Additionally patients with sleep apnea have been shown to exhibit signs of irritability, mood-swings and depression. Not fun.
Those memories were probably sour anyways
This type of attitude is a two edged sword. On the positive side I’ve been allowed to change and become a totally different person. On the negative side I’ve lost who I was in the past. To be clear, I haven’t lost the facts about who I was or what happened, I’ve merely lost the narrative reasoning as to why I made the choices I did. Often times I know some of the reasons or beliefs I held in the past when I made certain choices, I just can’t logically understand why I believed what I did. I can’t justify the past and connect it to the person I am now. It’s like having to tell someone else’s story which seems strange being that the “someone else” is yourself.
The odd thing is that certain memories are perfectly fine but others are almost completely gone. When we remember something we don’t merely read the memory stored somewhere in our neurons, the act of remembering something requires that we recreate the memory each time we remember it. PTSD patients have been given MDMA and then were asked to relive some of their most traumatic memories. The result was that those memories had less power to obstruct their everyday life. In some sense this is because those memories were altered simply by the act of remembering them again.
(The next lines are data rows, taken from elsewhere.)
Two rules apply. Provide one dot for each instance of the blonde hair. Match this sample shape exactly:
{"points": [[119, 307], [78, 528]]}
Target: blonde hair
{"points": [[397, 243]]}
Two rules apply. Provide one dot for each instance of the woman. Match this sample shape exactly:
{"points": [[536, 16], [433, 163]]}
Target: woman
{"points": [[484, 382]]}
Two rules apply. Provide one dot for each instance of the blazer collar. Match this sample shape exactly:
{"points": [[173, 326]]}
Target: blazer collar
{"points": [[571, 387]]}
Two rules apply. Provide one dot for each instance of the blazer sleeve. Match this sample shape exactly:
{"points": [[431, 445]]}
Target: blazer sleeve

But how can the facts of a memory remain when the emotional reasoning that was embedded in the memory is now absent? In trying to understand this phenomena I realized that there is some relational similarities in how we treat substance abuse. If you’ve never heard of the Sinclair Method of using naltrexone to treat alcohol or opioid dependence then I would recommend this helpful video which discusses the treatment.
It seems like it wasn’t the facts recorded in my memory which where changed, but rather my ability to enjoy remembering that event. This is similar to how pharmacological extinction works. Some very positive memories seem to have lost all their charm and some negative ones their bite. The more I try to reevaluate those memories the more foreign they seem to me. Eventually I almost have a type of autoimmune response to those memories as if my mind is saying, “that’s NOT me.” Once that happens in relation to a remembered event, that event is more or less gone. So the more I try to remember some things the more those memories are destroyed in the process.
Why don’t you just treat your sleep apnea?
Oh I’ve tried, believe me I’ve tried. I can’t use a CPAP or APAP because I just rip the mask off at night. I had a good solution which involved hacking an oral appliance with the help of a drill and some industrial grade twist ties. I also lost 14 lbs, yet the issue still persists. With the help of the appliance, I was cured for about a year or so and then it came back recently. That’s a bit of a mystery because the appliance didn’t change, so I suppose somehow my anatomy changed, not sure. The only thing I’ve yet to try is surgery which is not covered by my insurance and it’s expensive.